Remote Garage Door Opener Security
Remote control garage door openers work by sending an electronic code from the remote to the receiver in the garage door opener. Remote garage door opening systems have had many security vulnerabilities since their introduction:
- The first remotes featured no security. All remotes opened all doors of that model.
- The next generation of remotes featured security codes that could be set on each opener. There were not enough possible codes, so attackers used equipment which tried every possible code until it hit the one that worked. Attackers also used equipment which recorded the codes when the legitimate owners pressed their remotes.
Newer remote control systems use rolling codes with millions of possible codes. The code changes each time you use the device, so they can’t be recorded and played back. There are also too many codes for an attacker to quickly try them all.
If you keep the remote control for your garage door opener in your vehicle, anyone can get into your garage simply by smashing your car window when your vehicle is away from home. This is even worse if your vehicle registration and proof of insurance are in your glove compartment and list your home address. Buy a keychain remote and keep it on your person at all times when you are away from home.
Secure Your Garage Door Safety Release
Almost all garage doors feature a safety release which allows the garage door lock to be disengaged by pulling on a lever, chain, or cord. Most garage doors are loosely fit, which allows an attacker room to slide a hooked wire into the garage and pull the chain. This video demonstrates the procedure:
For security, those safety devices must be disabled. Some people recommend using a zip tie to lock the disengagement lever. This will make it more difficult for an attacker to pull the lever, but will enable you to pull the lever by pulling hard enough to break the zip tie. This isn’t very secure, obviously, because an attacker can also pull hard enough to break the zip tie.
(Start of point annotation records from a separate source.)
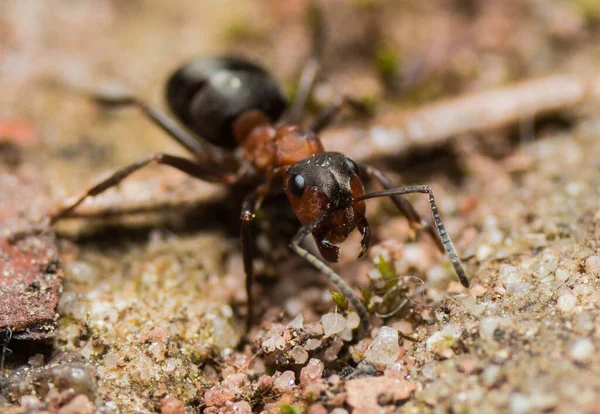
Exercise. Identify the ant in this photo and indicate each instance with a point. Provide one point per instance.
(232, 104)
(237, 130)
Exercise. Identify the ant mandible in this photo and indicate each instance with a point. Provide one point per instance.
(232, 104)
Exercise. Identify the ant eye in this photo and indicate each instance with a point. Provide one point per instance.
(353, 166)
(297, 185)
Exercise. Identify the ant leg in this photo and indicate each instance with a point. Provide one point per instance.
(307, 79)
(203, 151)
(189, 167)
(252, 202)
(320, 265)
(328, 115)
(447, 243)
(365, 230)
(404, 205)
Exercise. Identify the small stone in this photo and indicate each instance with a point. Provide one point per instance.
(483, 252)
(353, 320)
(468, 365)
(36, 361)
(395, 370)
(491, 375)
(333, 349)
(455, 287)
(315, 389)
(311, 372)
(566, 302)
(442, 342)
(154, 334)
(333, 323)
(30, 402)
(384, 349)
(364, 392)
(312, 344)
(592, 265)
(286, 381)
(264, 381)
(519, 403)
(581, 350)
(299, 354)
(171, 405)
(78, 405)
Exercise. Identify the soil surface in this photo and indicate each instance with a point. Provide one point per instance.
(152, 304)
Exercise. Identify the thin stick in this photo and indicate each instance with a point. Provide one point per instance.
(448, 246)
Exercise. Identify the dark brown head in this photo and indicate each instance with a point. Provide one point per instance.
(328, 181)
(210, 93)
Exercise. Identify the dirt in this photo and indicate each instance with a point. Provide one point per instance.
(152, 307)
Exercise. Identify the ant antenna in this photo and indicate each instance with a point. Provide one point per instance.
(335, 279)
(448, 246)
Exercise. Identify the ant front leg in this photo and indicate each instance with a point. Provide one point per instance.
(403, 205)
(182, 164)
(252, 202)
(321, 266)
(199, 148)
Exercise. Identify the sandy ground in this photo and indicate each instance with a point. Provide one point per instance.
(152, 306)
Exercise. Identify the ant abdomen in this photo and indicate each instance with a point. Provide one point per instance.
(209, 93)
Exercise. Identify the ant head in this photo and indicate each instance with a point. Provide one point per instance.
(209, 94)
(328, 181)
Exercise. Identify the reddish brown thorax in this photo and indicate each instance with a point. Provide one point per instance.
(330, 180)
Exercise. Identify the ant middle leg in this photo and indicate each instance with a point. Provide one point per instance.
(185, 165)
(321, 266)
(311, 67)
(404, 205)
(443, 234)
(201, 150)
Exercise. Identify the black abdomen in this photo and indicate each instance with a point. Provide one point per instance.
(209, 93)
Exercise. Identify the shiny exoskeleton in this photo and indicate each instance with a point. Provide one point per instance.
(233, 112)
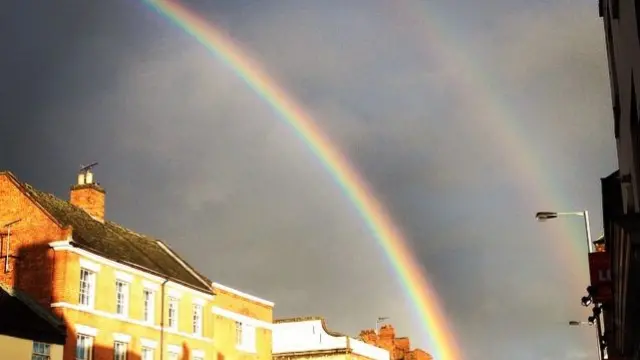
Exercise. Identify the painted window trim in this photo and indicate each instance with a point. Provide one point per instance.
(86, 330)
(174, 349)
(199, 301)
(124, 277)
(152, 306)
(89, 265)
(124, 338)
(64, 305)
(198, 353)
(148, 343)
(172, 292)
(127, 300)
(65, 245)
(150, 285)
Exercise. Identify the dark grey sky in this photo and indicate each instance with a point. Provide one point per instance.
(189, 154)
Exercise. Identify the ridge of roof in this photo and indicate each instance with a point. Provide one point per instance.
(114, 241)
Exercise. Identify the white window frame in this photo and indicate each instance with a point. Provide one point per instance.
(90, 280)
(239, 331)
(197, 319)
(197, 355)
(148, 307)
(40, 351)
(173, 352)
(89, 348)
(119, 345)
(125, 298)
(245, 337)
(148, 350)
(172, 321)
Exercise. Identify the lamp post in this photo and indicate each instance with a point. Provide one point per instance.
(550, 215)
(579, 323)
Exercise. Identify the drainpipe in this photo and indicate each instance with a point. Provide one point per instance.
(162, 291)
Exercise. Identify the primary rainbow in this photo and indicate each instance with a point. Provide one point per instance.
(376, 217)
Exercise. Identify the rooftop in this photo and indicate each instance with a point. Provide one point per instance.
(114, 242)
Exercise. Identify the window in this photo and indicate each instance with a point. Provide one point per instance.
(84, 347)
(238, 333)
(119, 351)
(122, 298)
(148, 311)
(147, 354)
(197, 319)
(87, 287)
(41, 351)
(173, 313)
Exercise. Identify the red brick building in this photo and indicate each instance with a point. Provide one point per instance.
(122, 295)
(399, 347)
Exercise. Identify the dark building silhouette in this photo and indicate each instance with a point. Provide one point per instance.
(621, 190)
(23, 318)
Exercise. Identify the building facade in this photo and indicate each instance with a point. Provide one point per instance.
(621, 189)
(28, 330)
(308, 338)
(123, 295)
(242, 324)
(399, 348)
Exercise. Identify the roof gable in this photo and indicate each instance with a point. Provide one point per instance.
(115, 242)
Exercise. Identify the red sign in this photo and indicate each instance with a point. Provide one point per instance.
(600, 271)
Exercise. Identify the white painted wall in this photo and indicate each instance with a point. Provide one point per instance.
(309, 335)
Manual sidelocks can be installed to increase the security of your garage door when you are home, or when you are away for an extended absence. These are usually more trouble than they are worth, as it is common for people to forget to check if another family member has engaged them.
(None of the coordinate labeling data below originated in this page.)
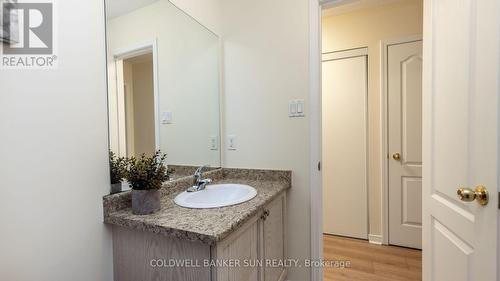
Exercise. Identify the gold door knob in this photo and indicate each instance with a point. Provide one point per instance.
(468, 195)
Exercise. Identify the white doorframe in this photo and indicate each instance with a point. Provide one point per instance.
(346, 54)
(140, 49)
(384, 165)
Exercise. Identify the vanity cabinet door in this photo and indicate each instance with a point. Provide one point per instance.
(274, 238)
(243, 245)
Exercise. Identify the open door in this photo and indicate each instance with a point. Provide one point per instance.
(460, 142)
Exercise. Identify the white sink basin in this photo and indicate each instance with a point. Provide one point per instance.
(215, 196)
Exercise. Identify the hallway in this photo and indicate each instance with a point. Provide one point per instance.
(370, 262)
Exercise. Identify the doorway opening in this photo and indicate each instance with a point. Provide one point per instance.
(133, 101)
(371, 127)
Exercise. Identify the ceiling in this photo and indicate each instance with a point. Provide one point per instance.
(342, 7)
(116, 8)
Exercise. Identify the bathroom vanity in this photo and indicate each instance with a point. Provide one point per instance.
(235, 243)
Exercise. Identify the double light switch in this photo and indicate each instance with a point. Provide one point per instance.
(296, 108)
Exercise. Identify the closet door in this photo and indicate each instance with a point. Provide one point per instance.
(344, 101)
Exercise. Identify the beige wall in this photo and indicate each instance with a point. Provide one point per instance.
(266, 55)
(54, 158)
(366, 28)
(128, 80)
(144, 127)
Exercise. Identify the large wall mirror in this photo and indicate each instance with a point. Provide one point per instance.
(163, 84)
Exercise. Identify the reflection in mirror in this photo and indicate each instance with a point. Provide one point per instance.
(163, 84)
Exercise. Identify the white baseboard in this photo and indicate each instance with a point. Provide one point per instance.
(375, 239)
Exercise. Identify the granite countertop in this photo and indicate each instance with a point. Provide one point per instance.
(202, 225)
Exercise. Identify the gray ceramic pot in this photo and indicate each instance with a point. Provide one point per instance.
(116, 187)
(145, 201)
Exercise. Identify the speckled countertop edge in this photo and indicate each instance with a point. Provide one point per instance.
(207, 226)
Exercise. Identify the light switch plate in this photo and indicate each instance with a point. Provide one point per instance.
(231, 142)
(214, 143)
(166, 117)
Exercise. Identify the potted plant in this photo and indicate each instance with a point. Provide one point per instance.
(117, 170)
(146, 176)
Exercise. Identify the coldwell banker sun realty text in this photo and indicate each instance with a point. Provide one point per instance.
(28, 34)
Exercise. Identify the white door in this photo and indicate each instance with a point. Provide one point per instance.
(460, 138)
(404, 91)
(344, 143)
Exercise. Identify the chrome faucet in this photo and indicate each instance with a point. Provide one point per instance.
(199, 183)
Protect the Inner Door to Your Home
Once an attacker is able to enter your garage, they will be able to attack the door between your garage and the inside of your home without being easily visible. This gives them more time and more options, and means that the door protecting your home from your garage must be as strong or stronger as your other entrance doors. For more information on that, review our articles on Door Locks and Reinforcing Wooden Doors.
Alarm System Integration
All garage doors and windows, and the door between the garage and your home, should be monitored by your home alarm system.
Protect the Valuables in Your Garage
Most homeowners store thousands of dollars worth of tools and equipment in their garages. As garages are relatively easy to break into, these items should be secured within locked enclosures.
If your garage has windows, they should be frosted and barred.
External Garage Door Locks
Many security professionals recommend external security locks to secure garage doors. The issue these create is that you must exit your vehicle and stand unprotected with your back to the world to open these locks. This defeats one of the benefits of garage doors — the ability to exit your vehicle in a comparatively protected space. However, external locks which bolt the garage door closed can be useful if you are going to be away from home for an extended period of time.
External locks which bolt the garage door to the concrete are far more secure than locks which secure the door to the frame.
Don’t Forget the Small Door
Many garages also have a small door which leads to the back yard. These doors are often extremely insecure and they are usually hidden from street view.
Get a Better Garage Door
If you are serious about security, you will want to look into replacing your garage door with a steel-reinforced model. These doors feature single or double layers of steel from 20mm to 42mm in thickness, along with the beefier hardware necessary to support the additional weight. For even better security, upgrade to a roller-shutter garage door like the Seceuroglide Excel.